Dadurch ist nun eine reelle Bedeutung für die Zerlegung der Schallbewegung in pendelartige einfache Schwingungen gewonnen, welche jeder anderen ähnlichen Zerlegung abgehen würde. Jedes einzelne einfache Wellensystem pendelartiger Schwingungen existiert als ein für sich bestehendes mechanisches Ganze, verbreitet sich, setzt andere elastische Körper von entsprechendem Eigenton in Bewegung, ganz unabhängig von den gleichzeitig sich ausbreitenden anderen einfachen Tönen von anderer Tonhöhe, die aus derselben oder einer anderen Tonquelle hervorgehen mögen. Jeder einzelne Ton kann denn auch, wie wir gesehen haben, durch rein mechanische Mittel, nämlich mittönende Körper, aus der Klangmasse ausgesondert werden. Jeder einzelne Partialton existiert also ebensogut und in demselben Sinne in dem Klange, den ein einzelnes musikalisches Instrument hervorbringt, wie z. B. in dem weißen Lichte, das von der Sonne oder irgend einem glühenden Körper ausgeht, die verschiedenen Farben des Regenbogens existieren. Das Licht ist auch nur eine schwingende Bewegung eines besonderen elastischen Mediums, des Lichtäthers, wie der Schall eine der Luft ist. In einem Strahle weißen Lichtes findet eine Art der Bewegung statt, welche dargestellt werden kann als eine Summe vieler periodischer Bewegungen von verschiedener Schwingungsdauer, die den einzelnen Farben des Sonnenspektrum entsprechen. Aber natürlich hat ein jedes Ätherteilchen in jedem Augenblicke nur eine bestimmte Geschwindigkeit und nur eine bestimmte Abweichung von, seiner Gleichgewichtslage, gerade wie die einzelnen Luftteilchen in einem von vielen Tonwellenzügen durchzogenen Raume. Die wirklich bestehende Bewegung jedes Ätherteilchens ist natürlich immer nur eine einzige; daß wir sie theoretisch als zusammengesetzt betrachten, ist in gewissem Sinne willkürlich.
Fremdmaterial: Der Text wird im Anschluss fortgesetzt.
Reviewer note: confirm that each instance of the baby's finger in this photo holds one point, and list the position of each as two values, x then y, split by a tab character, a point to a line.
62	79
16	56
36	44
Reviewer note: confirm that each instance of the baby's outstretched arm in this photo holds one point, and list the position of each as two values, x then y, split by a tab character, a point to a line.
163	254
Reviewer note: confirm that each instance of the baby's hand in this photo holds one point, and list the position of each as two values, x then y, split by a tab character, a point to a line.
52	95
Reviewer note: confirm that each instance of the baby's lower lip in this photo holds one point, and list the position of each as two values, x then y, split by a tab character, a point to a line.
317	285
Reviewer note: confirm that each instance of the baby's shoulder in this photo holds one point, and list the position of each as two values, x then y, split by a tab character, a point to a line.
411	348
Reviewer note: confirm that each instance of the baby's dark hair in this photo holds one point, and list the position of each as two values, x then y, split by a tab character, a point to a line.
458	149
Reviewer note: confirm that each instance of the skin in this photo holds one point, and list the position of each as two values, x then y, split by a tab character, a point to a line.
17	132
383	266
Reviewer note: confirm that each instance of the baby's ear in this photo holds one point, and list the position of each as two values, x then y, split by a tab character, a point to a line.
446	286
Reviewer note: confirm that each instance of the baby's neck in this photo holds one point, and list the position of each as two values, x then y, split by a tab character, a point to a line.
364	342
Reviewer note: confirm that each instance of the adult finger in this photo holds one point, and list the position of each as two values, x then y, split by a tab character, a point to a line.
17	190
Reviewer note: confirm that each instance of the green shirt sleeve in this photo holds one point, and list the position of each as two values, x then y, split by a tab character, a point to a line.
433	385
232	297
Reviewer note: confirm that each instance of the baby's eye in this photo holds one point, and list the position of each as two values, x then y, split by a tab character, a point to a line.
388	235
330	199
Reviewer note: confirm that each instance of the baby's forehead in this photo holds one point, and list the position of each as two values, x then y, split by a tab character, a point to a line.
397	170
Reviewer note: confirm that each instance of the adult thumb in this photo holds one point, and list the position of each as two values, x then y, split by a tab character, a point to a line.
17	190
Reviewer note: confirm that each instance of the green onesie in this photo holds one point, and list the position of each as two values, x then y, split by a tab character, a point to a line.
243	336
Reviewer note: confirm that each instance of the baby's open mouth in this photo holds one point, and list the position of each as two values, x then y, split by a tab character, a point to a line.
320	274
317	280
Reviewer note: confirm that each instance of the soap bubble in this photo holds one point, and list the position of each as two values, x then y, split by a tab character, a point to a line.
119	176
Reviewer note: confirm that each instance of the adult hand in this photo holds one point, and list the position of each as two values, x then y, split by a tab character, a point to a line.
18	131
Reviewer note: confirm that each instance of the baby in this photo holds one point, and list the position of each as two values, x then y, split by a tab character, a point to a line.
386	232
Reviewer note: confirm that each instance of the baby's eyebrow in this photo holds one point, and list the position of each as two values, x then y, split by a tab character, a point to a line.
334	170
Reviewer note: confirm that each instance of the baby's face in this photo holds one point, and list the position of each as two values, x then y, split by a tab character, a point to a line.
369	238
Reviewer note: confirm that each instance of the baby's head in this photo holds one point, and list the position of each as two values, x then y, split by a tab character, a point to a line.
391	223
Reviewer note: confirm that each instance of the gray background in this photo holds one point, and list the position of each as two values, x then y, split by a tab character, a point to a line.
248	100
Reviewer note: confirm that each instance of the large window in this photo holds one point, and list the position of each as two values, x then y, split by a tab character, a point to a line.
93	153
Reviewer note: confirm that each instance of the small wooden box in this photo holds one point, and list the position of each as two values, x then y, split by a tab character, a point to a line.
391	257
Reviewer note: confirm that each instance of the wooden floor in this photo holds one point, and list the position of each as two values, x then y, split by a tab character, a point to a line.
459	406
Aber auch die Lichtwellenbewegung kann durch äußere mechanische Mittel in die den einzelnen Farben entsprechenden Wellenzüge zerlegt werden, sei es durch Brechung in einem Prisma, sei es mittels feiner Gitter, durch die man das Licht gehen lässt, und mechanisch besteht jeder einfache Wellenzug des Lichtes, der einer einfachen Farbe entspricht, ganz für sich und unabhängig von allen anderen Farben.

Wir dürfen es also nicht für eine Täuschung des Ohres oder eine Einbildung erklären, wenn wir in dem Klange einer einzelnen Note irgend eines musikalischen Instruments viele Partialtöne unterscheiden, wozu ich Musiker, trotzdem sie diese Töne selbst deutlich hörten, wohl zuweilen geneigt gefunden habe. Wir müssten dann auch die, Farben des Spektrum, welche aus dem weißen Lichte ausgeschieden werden, für Sinnestäuschung halten. Die wirkliche objektive Existenz der Partialtöne lässt sich eben jeden Augenblick durch eine mitschwingende Membran, die ihren Sand emporwirft, erweisen.

Ich bemerke schließlich noch, daß ich mich in diesem Abschnitte betreffs der Bedingungen, von denen das Mittönen abhängt, vielfach auf die mechanische Theorie der Luftbewegung habe berufen müssen. Da es sich in der Lehre von den Schallwellen um wohlbekannte rein mechanische Kräfte, die des Luftdrucks nämlich, und um Bewegungen der materiellen Luftteilchen handelt, nicht um irgend welche hypothetische Erklärung, so ist die theoretische Mechanik in diesem Gebiete auch von einer vollkommen unanfechtbaren Autorität; ihre Resultate müssen freilich von dem der mathematischen Studien unkundigen Leser auf Treu und Glauben hingenommen werden. Ein experimenteller Weg der Prüfung der bezüglichen Fragen wird im nächsten Abschnitte beschrieben werden, wo die Gesetze der Zerlegung der Klänge durch das Ohr festzustellen sind. Genau ebenso, wie dort für das Ohr, lässt sich der experimentelle Beweis auch für mitschwingende Membranen und Luftmassen führen, und die Gleichheit der Gesetze für beide wird sich dort herausstellen2).

2) Optische Hilfsmittel, um schwache, mitschwingende Bewegungen resonierender Lufträume wahrnehmbar zu machen, sind in Beilage II. beschrieben. Diese Mittel sind wertvoll, um die Tatsachen Hörern zu demonstrieren, die an Beobachtung und Unterscheidung musikalischer Töne nicht gewöhnt sind.